7. Use of Estimates:

The preparation of financial statements in conformity with generally accepted accounting principles requires management to make estimates and assumptions that affect the reported amounts of assets and liabilities at the date of the financial statements and the reported amounts of revenues and expenditure during the reporting period. Difference between actual results and estimates are recognized in the year in which the results are known /materialized.

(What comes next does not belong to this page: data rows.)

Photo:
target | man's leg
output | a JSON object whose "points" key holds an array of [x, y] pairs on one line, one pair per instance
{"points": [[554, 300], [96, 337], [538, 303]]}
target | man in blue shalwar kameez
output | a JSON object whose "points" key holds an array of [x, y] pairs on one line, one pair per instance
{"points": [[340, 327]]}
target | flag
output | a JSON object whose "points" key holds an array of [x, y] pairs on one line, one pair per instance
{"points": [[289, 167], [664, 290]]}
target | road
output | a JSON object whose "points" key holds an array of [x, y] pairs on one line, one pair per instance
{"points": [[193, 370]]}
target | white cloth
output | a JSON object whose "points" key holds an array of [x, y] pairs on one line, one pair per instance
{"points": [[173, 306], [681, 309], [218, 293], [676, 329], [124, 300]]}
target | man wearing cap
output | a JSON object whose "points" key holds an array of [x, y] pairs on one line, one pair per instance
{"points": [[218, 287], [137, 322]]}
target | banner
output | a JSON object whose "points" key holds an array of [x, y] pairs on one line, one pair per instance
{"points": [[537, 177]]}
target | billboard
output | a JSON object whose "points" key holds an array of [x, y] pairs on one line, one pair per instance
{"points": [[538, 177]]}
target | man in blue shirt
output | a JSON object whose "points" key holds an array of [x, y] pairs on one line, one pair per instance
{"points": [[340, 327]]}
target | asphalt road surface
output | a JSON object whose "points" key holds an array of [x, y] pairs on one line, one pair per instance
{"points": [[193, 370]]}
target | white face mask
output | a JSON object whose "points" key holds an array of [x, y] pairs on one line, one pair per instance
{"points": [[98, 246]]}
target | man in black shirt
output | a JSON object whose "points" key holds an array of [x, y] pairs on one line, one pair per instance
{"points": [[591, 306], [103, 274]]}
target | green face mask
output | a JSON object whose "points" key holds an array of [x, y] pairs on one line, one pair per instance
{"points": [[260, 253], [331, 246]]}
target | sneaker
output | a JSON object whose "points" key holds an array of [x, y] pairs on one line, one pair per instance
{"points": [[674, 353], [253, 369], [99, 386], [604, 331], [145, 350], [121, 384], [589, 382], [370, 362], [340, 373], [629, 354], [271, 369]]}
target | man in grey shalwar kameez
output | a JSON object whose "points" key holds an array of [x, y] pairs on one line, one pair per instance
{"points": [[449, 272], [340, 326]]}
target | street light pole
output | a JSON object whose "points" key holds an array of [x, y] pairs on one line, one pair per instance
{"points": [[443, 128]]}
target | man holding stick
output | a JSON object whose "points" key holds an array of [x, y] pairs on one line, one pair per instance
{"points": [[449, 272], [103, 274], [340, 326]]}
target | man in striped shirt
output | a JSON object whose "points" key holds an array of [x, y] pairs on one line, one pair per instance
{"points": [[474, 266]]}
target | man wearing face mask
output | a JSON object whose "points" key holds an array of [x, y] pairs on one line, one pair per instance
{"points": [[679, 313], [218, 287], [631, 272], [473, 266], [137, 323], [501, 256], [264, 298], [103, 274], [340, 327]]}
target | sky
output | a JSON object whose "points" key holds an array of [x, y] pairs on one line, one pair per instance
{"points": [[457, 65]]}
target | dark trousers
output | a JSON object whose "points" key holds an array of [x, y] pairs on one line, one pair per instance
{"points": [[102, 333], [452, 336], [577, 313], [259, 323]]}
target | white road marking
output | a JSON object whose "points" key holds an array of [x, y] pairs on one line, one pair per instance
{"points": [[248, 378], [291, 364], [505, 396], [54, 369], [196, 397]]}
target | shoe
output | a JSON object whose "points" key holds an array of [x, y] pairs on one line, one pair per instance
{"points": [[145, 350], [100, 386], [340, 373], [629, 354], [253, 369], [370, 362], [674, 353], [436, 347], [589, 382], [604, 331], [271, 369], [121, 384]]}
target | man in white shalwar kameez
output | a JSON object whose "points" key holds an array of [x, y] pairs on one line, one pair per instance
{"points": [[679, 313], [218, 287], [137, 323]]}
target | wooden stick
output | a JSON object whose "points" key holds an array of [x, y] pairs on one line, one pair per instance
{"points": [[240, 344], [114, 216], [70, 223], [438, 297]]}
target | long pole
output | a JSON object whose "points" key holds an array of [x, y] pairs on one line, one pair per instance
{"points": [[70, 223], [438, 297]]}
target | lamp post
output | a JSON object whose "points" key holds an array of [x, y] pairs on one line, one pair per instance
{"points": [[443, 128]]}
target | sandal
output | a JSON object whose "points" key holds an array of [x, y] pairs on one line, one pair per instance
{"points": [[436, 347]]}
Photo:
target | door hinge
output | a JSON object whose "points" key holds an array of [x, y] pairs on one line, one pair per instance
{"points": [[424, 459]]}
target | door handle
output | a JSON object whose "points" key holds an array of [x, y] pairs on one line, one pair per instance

8. Research and Development Expenditure:

Revenue expenditure, including Overheads on Research and Development is charged out as expenditure through the natural heads of expenses in the year in which incurred.

9. Retirement and other Employee related Benefits:

Retirement Benefits to the employees will be accounted in the year of actual payment.

10. Accounting for taxes on income:

11. Earning Per Share

In accordance with the Accounting Standard -20(AS-20) "Earning per Share" issued by The Institute of Chartered Accountants of India, Basic and diluted earning Per Share is computed using the weighted average number of Shares outstanding during the period.

12. Treatment of MVAT

The Scheme of deferment of Sales Tax/MAVT opted by the Company was discontinued on attainment of prescribed limit. The liability created till 31st March 2007 continued to remain and shown under deferred tax liability. The said liability is liable to pay after ten years and in five yearly installments.

13. Impairment of Assets

The carrying amount of assets is reviewed at each Balance Sheet date. If there is any indication of impairment based on internal/external factors i.e when the carrying amount of the assets exceeds the recoverable amount, an impairment loss is charged to the profit and Loss Account in the year in which assets is identified as impaired. An impairment loss recognized in prior accounting period is reversed or reduced if there has been a favorable change in the estimate of the recoverable amount.